The first Russians reached America in 1747 when fur traders arrived in Alaska. Some settled in the area and the Russian Orthodox Church became active in the region in 1795. When Alaska was purchased by the United States in 1867 most Russians living in the area returned home.
It was not until the later stages of the 19th century that large numbers of Russians emigrated to the United States. The main reason for this was the wave of pogroms in southern Russia against the Jewish community that followed the assassination of Alexander II in 1881.
Research suggests that over half settled in New York and Pennsylvania. Most were unskilled and were forced to accept low-paid jobs in factories and mines. Some unions refused to accept them as members and this resulted in them joining organizations such as the International Workers of the World (IWW).
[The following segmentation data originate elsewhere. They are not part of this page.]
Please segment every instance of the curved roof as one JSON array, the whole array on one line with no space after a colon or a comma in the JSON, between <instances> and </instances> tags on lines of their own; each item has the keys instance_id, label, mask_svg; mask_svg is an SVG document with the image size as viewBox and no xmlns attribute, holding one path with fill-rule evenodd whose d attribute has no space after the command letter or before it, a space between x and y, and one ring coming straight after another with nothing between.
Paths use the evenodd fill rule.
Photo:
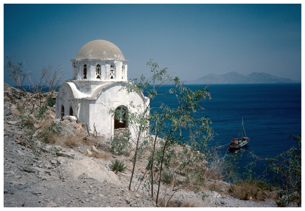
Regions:
<instances>
[{"instance_id":1,"label":"curved roof","mask_svg":"<svg viewBox=\"0 0 305 211\"><path fill-rule=\"evenodd\" d=\"M106 40L89 42L81 47L76 59L99 59L125 60L121 50L114 44Z\"/></svg>"}]
</instances>

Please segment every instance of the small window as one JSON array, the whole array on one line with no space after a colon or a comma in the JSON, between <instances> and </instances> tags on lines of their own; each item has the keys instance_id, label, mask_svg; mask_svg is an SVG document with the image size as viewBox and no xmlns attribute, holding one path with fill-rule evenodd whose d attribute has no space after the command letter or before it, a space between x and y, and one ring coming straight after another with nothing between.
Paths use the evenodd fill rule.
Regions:
<instances>
[{"instance_id":1,"label":"small window","mask_svg":"<svg viewBox=\"0 0 305 211\"><path fill-rule=\"evenodd\" d=\"M123 79L123 76L124 75L124 66L122 66L122 79Z\"/></svg>"},{"instance_id":2,"label":"small window","mask_svg":"<svg viewBox=\"0 0 305 211\"><path fill-rule=\"evenodd\" d=\"M84 65L84 78L87 78L87 65Z\"/></svg>"},{"instance_id":3,"label":"small window","mask_svg":"<svg viewBox=\"0 0 305 211\"><path fill-rule=\"evenodd\" d=\"M61 106L61 116L60 118L62 118L63 116L65 116L65 107L63 107L63 106Z\"/></svg>"},{"instance_id":4,"label":"small window","mask_svg":"<svg viewBox=\"0 0 305 211\"><path fill-rule=\"evenodd\" d=\"M99 75L101 74L101 65L99 64L98 64L96 65L96 70L95 71L95 75L96 75L97 78L100 78Z\"/></svg>"},{"instance_id":5,"label":"small window","mask_svg":"<svg viewBox=\"0 0 305 211\"><path fill-rule=\"evenodd\" d=\"M111 64L110 66L110 79L114 78L114 65Z\"/></svg>"}]
</instances>

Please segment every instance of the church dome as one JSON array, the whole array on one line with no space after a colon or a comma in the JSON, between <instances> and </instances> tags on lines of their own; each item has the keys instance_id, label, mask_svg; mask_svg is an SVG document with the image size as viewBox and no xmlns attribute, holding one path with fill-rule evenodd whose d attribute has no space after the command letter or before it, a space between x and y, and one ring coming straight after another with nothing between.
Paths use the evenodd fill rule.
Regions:
<instances>
[{"instance_id":1,"label":"church dome","mask_svg":"<svg viewBox=\"0 0 305 211\"><path fill-rule=\"evenodd\" d=\"M123 54L116 45L102 40L89 42L81 47L75 59L86 59L125 60Z\"/></svg>"}]
</instances>

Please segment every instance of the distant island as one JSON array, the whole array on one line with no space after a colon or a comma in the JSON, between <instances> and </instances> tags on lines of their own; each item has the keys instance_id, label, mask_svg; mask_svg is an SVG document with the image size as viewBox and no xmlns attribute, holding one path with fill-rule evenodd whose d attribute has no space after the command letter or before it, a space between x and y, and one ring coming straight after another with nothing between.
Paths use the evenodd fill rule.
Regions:
<instances>
[{"instance_id":1,"label":"distant island","mask_svg":"<svg viewBox=\"0 0 305 211\"><path fill-rule=\"evenodd\" d=\"M195 80L189 80L186 83L191 84L274 84L300 83L301 81L280 78L265 73L252 73L247 75L235 72L217 75L209 74Z\"/></svg>"}]
</instances>

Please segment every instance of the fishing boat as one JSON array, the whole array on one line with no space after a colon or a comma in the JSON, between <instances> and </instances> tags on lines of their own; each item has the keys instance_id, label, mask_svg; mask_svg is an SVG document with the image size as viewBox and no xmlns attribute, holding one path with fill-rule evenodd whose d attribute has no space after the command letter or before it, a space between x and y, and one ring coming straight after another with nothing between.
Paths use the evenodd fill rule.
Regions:
<instances>
[{"instance_id":1,"label":"fishing boat","mask_svg":"<svg viewBox=\"0 0 305 211\"><path fill-rule=\"evenodd\" d=\"M243 135L245 136L243 136ZM240 138L239 136L241 135ZM228 149L229 150L234 150L239 149L242 147L244 147L249 142L250 139L246 135L246 132L244 127L243 119L242 119L242 125L239 129L238 136L237 138L232 139L231 143L228 145Z\"/></svg>"}]
</instances>

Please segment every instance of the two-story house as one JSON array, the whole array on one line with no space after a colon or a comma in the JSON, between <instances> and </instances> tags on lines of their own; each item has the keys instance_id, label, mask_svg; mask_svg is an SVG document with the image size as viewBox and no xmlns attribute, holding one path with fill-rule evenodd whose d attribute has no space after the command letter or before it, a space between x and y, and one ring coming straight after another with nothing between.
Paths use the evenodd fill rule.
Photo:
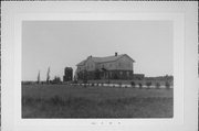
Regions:
<instances>
[{"instance_id":1,"label":"two-story house","mask_svg":"<svg viewBox=\"0 0 199 131\"><path fill-rule=\"evenodd\" d=\"M77 79L132 79L135 61L127 54L106 57L88 56L76 66Z\"/></svg>"}]
</instances>

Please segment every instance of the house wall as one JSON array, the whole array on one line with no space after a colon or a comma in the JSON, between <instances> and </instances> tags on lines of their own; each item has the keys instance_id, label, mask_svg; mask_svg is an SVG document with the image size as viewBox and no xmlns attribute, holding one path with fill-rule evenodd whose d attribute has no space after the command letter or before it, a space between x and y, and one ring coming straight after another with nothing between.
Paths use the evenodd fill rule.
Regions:
<instances>
[{"instance_id":1,"label":"house wall","mask_svg":"<svg viewBox=\"0 0 199 131\"><path fill-rule=\"evenodd\" d=\"M123 56L116 62L117 69L133 70L133 62L127 56Z\"/></svg>"}]
</instances>

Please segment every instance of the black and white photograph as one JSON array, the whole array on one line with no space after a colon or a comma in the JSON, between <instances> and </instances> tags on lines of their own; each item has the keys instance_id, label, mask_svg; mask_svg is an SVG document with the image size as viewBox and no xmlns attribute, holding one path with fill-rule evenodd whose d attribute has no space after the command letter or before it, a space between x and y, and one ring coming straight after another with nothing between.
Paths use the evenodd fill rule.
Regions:
<instances>
[{"instance_id":1,"label":"black and white photograph","mask_svg":"<svg viewBox=\"0 0 199 131\"><path fill-rule=\"evenodd\" d=\"M1 129L198 130L196 3L2 2Z\"/></svg>"},{"instance_id":2,"label":"black and white photograph","mask_svg":"<svg viewBox=\"0 0 199 131\"><path fill-rule=\"evenodd\" d=\"M171 21L23 21L22 118L172 118Z\"/></svg>"}]
</instances>

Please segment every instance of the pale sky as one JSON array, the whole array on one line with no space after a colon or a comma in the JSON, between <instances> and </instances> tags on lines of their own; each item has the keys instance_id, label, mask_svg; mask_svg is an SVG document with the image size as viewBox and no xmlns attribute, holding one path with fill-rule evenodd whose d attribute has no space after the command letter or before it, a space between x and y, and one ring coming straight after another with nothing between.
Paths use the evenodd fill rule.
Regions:
<instances>
[{"instance_id":1,"label":"pale sky","mask_svg":"<svg viewBox=\"0 0 199 131\"><path fill-rule=\"evenodd\" d=\"M22 80L63 77L87 56L127 54L135 74L172 75L171 21L24 21L22 23Z\"/></svg>"}]
</instances>

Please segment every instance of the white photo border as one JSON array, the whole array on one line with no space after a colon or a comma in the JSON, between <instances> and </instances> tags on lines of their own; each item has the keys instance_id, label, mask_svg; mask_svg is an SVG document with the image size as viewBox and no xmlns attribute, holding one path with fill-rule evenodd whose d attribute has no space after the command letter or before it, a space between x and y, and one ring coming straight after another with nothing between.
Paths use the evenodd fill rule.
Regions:
<instances>
[{"instance_id":1,"label":"white photo border","mask_svg":"<svg viewBox=\"0 0 199 131\"><path fill-rule=\"evenodd\" d=\"M22 119L21 118L21 44L23 21L172 21L174 23L174 118L160 119ZM93 122L114 121L132 124L171 124L182 123L184 117L184 15L169 13L67 13L67 14L25 14L15 19L14 47L14 114L15 122L23 125L91 125Z\"/></svg>"},{"instance_id":2,"label":"white photo border","mask_svg":"<svg viewBox=\"0 0 199 131\"><path fill-rule=\"evenodd\" d=\"M81 2L80 2L81 3ZM84 2L82 2L84 3ZM146 2L145 2L146 3ZM60 6L62 7L62 6ZM142 7L142 6L140 6ZM142 7L143 9L143 7ZM92 9L94 10L94 9ZM119 10L119 9L118 9ZM139 10L139 12L109 12L109 11L65 11L64 13L56 12L36 12L30 11L29 13L15 13L12 19L14 22L12 24L13 31L13 44L11 48L13 52L13 61L11 68L13 69L13 99L11 107L13 107L12 112L12 125L17 131L27 130L93 130L96 128L98 130L130 130L130 128L136 128L142 131L147 130L166 130L165 127L172 129L174 127L182 127L185 124L185 56L186 53L186 30L185 30L185 13L182 12L168 12L161 11L157 12L146 12ZM22 44L22 22L23 21L172 21L174 23L174 118L161 118L161 119L22 119L21 118L21 44ZM8 37L7 37L8 39ZM4 46L7 50L10 46ZM6 54L6 53L4 53ZM8 54L7 54L8 55ZM197 57L197 56L196 56ZM3 70L2 70L3 72ZM2 77L3 79L3 77ZM2 81L3 83L3 81ZM4 81L6 86L8 80ZM6 99L8 96L2 97ZM187 97L187 96L186 96ZM191 97L191 96L190 96ZM3 99L2 99L3 100ZM7 113L8 114L8 113ZM3 114L2 114L3 117ZM4 120L3 118L2 120ZM100 124L104 122L104 124ZM7 122L8 123L8 122ZM109 124L112 123L112 124ZM119 123L119 124L118 124ZM2 122L3 125L3 122ZM32 127L32 128L31 128ZM156 127L156 128L155 128ZM161 127L161 128L157 128ZM181 129L181 128L180 128Z\"/></svg>"}]
</instances>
Large numbers of Russians settled in the Lower East Side of New York. One trade union activist, Abraham Cahan, emerged as the leader of this group and played a role in persuading a significant number to join the American Socialist Party. Others, such as Emma Goldman, Alexander Berkman, Senya Fleshin and Mollie Steimer, became involved in the emerging anarchist movement.
Russian immigrants also contributed a great deal to the development of science and industry. Important figures included the aircraft engineers, Igor Sikorsky and Alexander de Seversky, the biologist, Selman Waksman and the pioneer in the development of television, Vladimir Zworykin.
In 1919 Woodrow Wilson appointed A. Mitchell Palmer as his attorney general. Worried by the revolution that had taken place in Russia in 1917, Palmer became convinced that Communist agents were planning to overthrow the American government. Palmer recruited John Edgar Hoover as his special assistant and together they used the Espionage Act (1917) and the Sedition Act (1918) to launch a campaign against radicals and left-wing organizations.
A. Mitchell Palmer claimed that Communist agents from Russia were planning to overthrow the American government. On 7th November, 1919, the second anniversary of the Russian Revolution, over 10,000 suspected communists and anarchists were arrested in what became known as the Palmer Raids. Palmer and Hoover found no evidence of a proposed revolution but large number of these suspects were held without trial for a long time. The vast majority were eventually released but Emma Goldman, Alexander Berkman, Mollie Steimer, and 245 other people, were deported to Russia.
Between 1820 and 1920 over 3,250,000 people emigrated from Russia to the United States. The 1920 the Census revealled that there were 392,049 American citizens that had been born in Russia. By 1930 the Russian Orthodox Church claimed to have 120,000 members in the United States.
An investigation carried out in 1978 revealled that since 1820 over 3,374,000 people emigrated to the United States from Russia. This amounted to 6.9 per cent of the total foreign immigration during this period.